U.S. Army Veteran helps security guard apprehend suspect with a Byrna
Paul, an Army Veteran who was the victim of a car break-in, used his Byrna to help a security guard apprehend a suspect. Part of the incident was captured on camera.
He said his neighborhood has seen an uptick in crime and not only was his car broken into, but his business was robbed. So, when he heard the commotion as he was coming home, he decided to step in.
Paul said he was walking home at about midnight when he heard a raucous down the street. He admits, he doesn’t “like jumping in people’s business,” so he continued to his unit where he opened the balcony.
“I can still hear this raucous. It’s louder now, but now, I hear a car going off and I’m like, dude, my car just got broken into, you know, screw this, you know, grabbed my EDC [the Byrna launcher] and ran out,” he said.
Once he approached the garage, he saw a man exiting with a metal road sign and a female security guard nearby.
Paul said she had a small can of pepper spray but couldn’t get close enough to the suspect to deploy it. The suspect was smashing cars and vandalized a restaurant’s outdoor dining area.
“Then, he starts coming at me with this barrier, and so, I immediately draw on him put a tac light up,” he said. Once the suspect complied with his order to stop, he holstered his Byrna but said the suspect took off. Eventually, his neighbors also came downstairs, and they cornered the suspect until police arrived.
“This whole thing went on for like 46 minutes,” he said as he described the time until police responded to the incident.
Paul said he is glad he didn’t have to shoot his Byrna, and the “look” of the launcher was enough to stop the suspect.
“He definitely thought it was a gun. He was like, ‘don’t shoot me, don’t shoot me,” Paul said.

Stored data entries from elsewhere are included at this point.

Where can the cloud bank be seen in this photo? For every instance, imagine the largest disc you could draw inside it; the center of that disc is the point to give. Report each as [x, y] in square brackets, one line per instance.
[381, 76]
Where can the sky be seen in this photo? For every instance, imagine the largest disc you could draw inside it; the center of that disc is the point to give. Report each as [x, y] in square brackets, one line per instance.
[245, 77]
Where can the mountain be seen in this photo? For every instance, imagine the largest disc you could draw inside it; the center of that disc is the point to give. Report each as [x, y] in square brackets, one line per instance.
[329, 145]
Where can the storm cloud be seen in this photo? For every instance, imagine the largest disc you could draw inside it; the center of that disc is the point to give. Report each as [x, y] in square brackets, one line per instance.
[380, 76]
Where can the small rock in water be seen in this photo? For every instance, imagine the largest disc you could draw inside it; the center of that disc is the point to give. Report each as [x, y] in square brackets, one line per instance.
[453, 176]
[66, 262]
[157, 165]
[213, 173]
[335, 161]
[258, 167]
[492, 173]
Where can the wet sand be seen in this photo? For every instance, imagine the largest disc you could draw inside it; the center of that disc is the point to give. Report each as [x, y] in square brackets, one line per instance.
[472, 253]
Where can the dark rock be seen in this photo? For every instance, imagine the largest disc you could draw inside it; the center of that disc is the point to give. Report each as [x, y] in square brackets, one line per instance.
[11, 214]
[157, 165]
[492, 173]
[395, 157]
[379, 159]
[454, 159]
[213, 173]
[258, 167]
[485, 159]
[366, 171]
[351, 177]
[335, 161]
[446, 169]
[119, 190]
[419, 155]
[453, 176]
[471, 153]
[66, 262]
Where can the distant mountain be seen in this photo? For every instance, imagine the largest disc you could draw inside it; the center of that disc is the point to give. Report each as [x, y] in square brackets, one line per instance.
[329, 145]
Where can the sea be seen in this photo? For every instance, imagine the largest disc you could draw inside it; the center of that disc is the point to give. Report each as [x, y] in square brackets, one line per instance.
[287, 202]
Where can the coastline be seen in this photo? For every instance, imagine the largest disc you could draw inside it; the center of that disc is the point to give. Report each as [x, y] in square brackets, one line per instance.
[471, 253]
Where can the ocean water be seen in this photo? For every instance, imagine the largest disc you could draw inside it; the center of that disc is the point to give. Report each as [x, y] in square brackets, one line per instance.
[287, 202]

Paul said he credits his training in the Army and deployments for his ability to help the security guard. He wouldn’t recommend anyone following his actions.
“I would not recommend like running down six flights of stairs to go ...I heard like glass and that girl’s scream and I’m like dude, this can’t, this isn’t okay,” he said.
He does believe everyone should have the ability to defend themselves and recommends the Byrna and plenty of training.
“Train on that [the Byrna] on the weekends. Carry it on you after dark, or just in situations where you’re by yourself or defenseless, or just always have it on you and don’t be afraid to pull the trigger [of the Byrna],” he said.
“That’s the biggest thing we teach anybody in the military is the confidence to carry the weapon.”